# New Hymer dealers appointed



## Hezbez (Feb 7, 2009)

Including one in Scotland;

http://www.outandaboutlive.co.uk/Mo...turers/Hymer-appoints-new-dealers/_ch1_nw1911

Apologies if this is old news and has already been discussed.


----------



## bognormike (May 10, 2005)

it has, but the scottish one wasn't mentioned!

http://www.motorhomefacts.com/ftoptitle-121246-good-news-for-hymer-owners.html

http://www.motorhomefacts.com/ftoptitle-121149-highbridge-somerset-announced-as-a-dealer.html

we're waiting for south east & north west England to be announced. 8)


----------



## Hezbez (Feb 7, 2009)

Knowepark in Scotland - according to their website 8 Hymer models are 'coming soon'.

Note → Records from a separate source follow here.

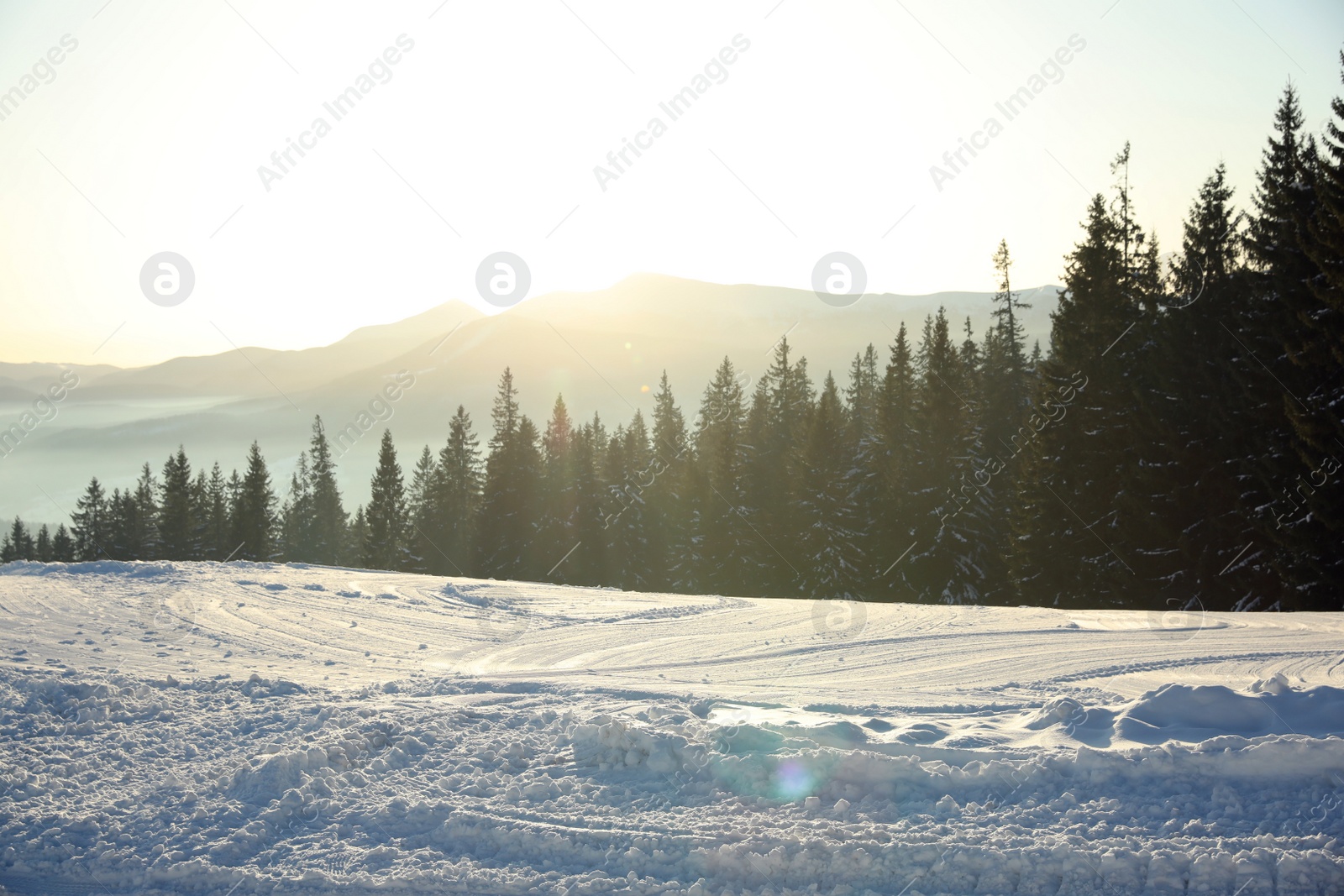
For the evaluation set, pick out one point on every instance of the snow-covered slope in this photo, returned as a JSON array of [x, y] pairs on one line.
[[286, 728]]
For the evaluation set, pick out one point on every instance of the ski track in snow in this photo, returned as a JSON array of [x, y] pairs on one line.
[[255, 728]]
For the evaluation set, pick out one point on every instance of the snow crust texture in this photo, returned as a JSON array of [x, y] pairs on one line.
[[250, 728]]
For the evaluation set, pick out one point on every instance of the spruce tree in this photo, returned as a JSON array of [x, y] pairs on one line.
[[662, 485], [253, 519], [894, 463], [510, 512], [297, 515], [62, 546], [721, 540], [457, 497], [385, 544], [89, 523], [423, 513], [178, 510], [328, 528], [830, 553]]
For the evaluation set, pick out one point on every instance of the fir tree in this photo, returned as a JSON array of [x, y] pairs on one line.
[[62, 546], [178, 510], [327, 531], [385, 544], [253, 519], [89, 523]]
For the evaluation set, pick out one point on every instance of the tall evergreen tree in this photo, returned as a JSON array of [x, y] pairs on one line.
[[510, 512], [457, 496], [89, 523], [178, 510], [830, 551], [255, 523], [62, 546], [328, 527], [423, 513], [662, 485], [385, 544]]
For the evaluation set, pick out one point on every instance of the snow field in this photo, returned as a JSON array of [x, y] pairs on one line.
[[566, 741]]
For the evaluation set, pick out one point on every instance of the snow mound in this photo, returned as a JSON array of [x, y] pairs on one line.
[[1198, 712]]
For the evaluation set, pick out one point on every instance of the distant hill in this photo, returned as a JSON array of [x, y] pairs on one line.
[[601, 349]]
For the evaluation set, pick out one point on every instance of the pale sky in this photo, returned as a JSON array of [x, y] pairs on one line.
[[819, 137]]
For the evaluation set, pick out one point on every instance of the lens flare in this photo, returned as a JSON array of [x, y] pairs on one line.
[[792, 779]]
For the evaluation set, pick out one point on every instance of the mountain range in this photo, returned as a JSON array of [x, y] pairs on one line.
[[604, 351]]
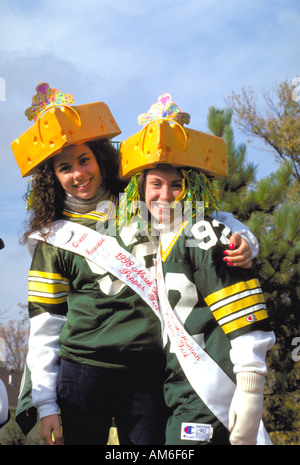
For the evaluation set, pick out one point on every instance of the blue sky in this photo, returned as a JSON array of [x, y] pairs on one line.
[[127, 53]]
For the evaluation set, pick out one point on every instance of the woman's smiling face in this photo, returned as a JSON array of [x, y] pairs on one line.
[[78, 172], [162, 188]]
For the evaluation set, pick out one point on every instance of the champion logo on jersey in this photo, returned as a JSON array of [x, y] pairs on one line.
[[196, 432]]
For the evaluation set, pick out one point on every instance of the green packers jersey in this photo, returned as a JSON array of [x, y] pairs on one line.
[[215, 304], [107, 323]]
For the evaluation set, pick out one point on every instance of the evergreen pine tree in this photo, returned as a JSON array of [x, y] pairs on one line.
[[270, 209]]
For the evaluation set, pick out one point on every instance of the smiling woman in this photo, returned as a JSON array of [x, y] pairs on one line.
[[78, 172], [90, 330]]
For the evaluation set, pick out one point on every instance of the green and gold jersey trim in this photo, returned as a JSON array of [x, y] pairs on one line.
[[165, 253], [237, 306], [49, 288]]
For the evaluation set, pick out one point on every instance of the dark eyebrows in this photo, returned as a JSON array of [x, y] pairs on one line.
[[62, 164]]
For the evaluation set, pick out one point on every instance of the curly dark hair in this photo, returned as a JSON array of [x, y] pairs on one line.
[[47, 196]]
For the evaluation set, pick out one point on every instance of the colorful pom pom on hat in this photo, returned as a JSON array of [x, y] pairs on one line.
[[163, 139], [58, 124]]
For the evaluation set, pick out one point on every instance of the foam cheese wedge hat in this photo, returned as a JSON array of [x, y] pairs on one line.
[[57, 124], [163, 139]]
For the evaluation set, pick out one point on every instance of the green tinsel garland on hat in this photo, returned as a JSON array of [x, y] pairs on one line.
[[196, 187]]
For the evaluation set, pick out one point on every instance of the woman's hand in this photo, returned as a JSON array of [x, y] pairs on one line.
[[51, 430], [241, 256]]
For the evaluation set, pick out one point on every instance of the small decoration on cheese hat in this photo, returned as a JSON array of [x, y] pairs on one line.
[[165, 109], [45, 98]]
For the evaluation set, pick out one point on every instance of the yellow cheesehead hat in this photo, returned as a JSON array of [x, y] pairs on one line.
[[163, 139], [57, 124]]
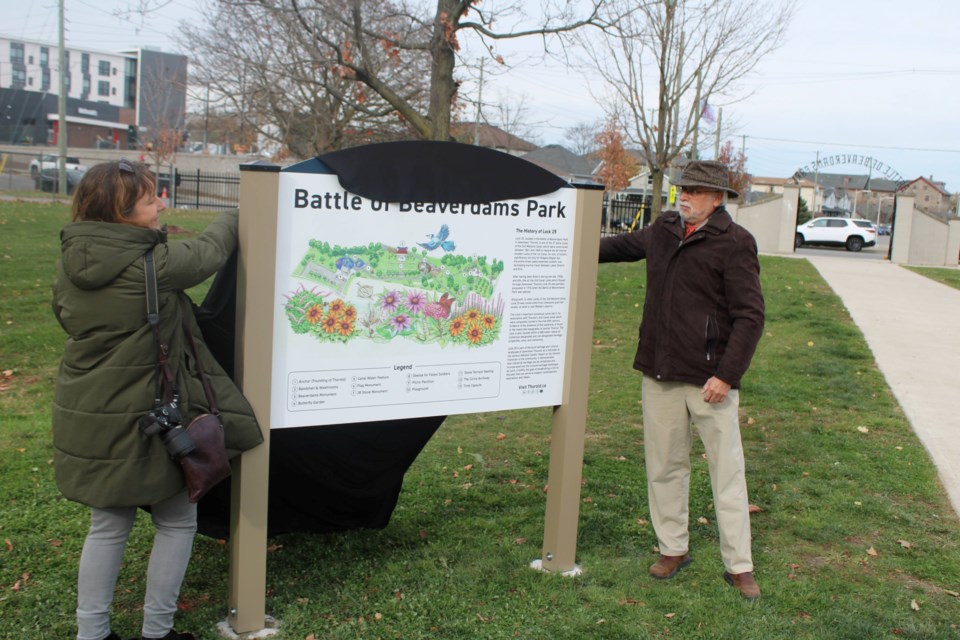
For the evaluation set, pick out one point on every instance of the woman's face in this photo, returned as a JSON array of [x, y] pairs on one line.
[[146, 212]]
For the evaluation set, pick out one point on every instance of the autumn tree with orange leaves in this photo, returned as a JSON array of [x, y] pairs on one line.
[[616, 165], [737, 164]]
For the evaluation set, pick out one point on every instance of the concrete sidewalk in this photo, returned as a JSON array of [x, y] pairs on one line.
[[909, 322]]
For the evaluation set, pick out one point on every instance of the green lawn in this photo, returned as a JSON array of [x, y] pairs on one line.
[[855, 537], [949, 277]]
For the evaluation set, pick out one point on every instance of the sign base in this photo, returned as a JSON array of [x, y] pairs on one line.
[[570, 573]]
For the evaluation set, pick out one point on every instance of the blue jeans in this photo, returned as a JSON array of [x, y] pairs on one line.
[[175, 521]]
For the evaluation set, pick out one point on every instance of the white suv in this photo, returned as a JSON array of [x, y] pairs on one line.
[[854, 234], [49, 161]]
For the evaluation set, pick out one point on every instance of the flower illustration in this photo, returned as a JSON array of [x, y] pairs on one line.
[[330, 323], [475, 333], [400, 322], [314, 314], [435, 310], [416, 301], [390, 301]]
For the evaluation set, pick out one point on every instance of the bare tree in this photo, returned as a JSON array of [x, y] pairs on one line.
[[617, 166], [369, 56], [660, 60], [270, 72]]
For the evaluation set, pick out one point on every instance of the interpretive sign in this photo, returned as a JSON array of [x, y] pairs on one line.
[[390, 310]]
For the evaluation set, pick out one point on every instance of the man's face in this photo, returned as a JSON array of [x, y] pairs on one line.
[[697, 203]]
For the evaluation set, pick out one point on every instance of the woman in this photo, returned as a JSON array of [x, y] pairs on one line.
[[108, 380]]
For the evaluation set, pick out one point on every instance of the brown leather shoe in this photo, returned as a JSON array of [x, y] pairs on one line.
[[667, 566], [745, 583]]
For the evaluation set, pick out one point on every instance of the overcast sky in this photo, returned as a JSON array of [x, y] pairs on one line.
[[871, 78]]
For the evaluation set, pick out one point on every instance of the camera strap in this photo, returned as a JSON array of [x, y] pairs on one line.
[[165, 377]]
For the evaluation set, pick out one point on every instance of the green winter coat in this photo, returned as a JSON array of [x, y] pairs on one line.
[[107, 377]]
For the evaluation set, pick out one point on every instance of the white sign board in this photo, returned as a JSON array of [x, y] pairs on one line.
[[389, 310]]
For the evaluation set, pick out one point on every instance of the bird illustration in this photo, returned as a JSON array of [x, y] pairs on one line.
[[440, 308], [439, 239]]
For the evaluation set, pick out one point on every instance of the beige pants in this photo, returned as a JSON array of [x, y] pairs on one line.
[[669, 408]]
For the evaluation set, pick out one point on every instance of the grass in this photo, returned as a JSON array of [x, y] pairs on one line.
[[950, 277], [855, 539]]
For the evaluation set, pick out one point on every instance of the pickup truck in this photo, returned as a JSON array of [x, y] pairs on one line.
[[49, 161]]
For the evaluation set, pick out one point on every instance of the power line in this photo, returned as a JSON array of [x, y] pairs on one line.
[[863, 146]]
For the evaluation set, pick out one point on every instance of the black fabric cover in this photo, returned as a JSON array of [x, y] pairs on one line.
[[323, 478], [420, 171]]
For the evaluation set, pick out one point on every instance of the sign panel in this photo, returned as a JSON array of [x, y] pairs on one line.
[[393, 310]]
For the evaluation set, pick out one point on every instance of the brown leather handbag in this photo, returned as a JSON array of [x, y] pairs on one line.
[[206, 464]]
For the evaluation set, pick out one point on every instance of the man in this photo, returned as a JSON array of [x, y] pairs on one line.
[[702, 320]]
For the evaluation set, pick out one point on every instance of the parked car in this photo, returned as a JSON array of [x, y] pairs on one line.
[[49, 179], [50, 160], [854, 234]]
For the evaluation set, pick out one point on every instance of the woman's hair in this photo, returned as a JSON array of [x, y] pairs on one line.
[[108, 191]]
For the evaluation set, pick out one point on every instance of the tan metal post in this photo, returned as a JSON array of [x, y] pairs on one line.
[[248, 501], [570, 418]]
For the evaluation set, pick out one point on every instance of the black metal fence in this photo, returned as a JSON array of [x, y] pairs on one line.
[[624, 215], [205, 190]]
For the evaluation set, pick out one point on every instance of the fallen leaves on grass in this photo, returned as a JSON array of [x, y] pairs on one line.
[[633, 602]]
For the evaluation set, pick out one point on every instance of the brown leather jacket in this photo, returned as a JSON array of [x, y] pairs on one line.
[[703, 313]]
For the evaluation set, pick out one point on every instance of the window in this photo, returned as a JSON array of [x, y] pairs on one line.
[[16, 53]]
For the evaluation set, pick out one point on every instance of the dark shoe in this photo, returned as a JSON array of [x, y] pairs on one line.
[[745, 583], [667, 566]]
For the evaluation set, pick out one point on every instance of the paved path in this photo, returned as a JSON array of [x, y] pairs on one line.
[[909, 322]]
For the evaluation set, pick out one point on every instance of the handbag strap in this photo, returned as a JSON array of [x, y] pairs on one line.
[[207, 389], [153, 317]]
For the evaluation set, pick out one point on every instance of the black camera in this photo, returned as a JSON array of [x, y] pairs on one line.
[[165, 421]]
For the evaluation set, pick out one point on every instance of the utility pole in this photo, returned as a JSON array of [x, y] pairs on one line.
[[696, 119], [206, 119], [716, 144], [816, 183], [476, 123], [62, 108]]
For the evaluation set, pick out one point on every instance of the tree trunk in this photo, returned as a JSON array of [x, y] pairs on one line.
[[656, 196], [442, 86]]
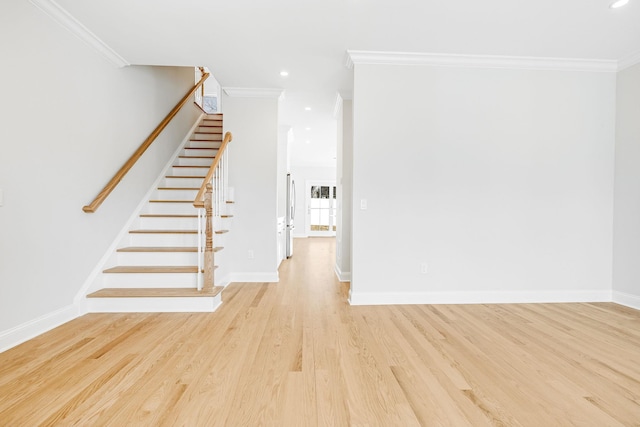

http://www.kpcm.co.uk/cgi-bin/sales.pl?v_make=0&v_form=M&v_new=N&action=Find&show_head=N


----------



## 113016 (Jun 5, 2008)

Should be very interesting!
I have been to two of these dealers and others within the last few days and the part exchange price allowance offered varied by 37%.
Ok I do understand it depends on the profit on the vehicle that I am buying, but that is a huge percentage difference.
It just shows how greedy some dealers are!


----------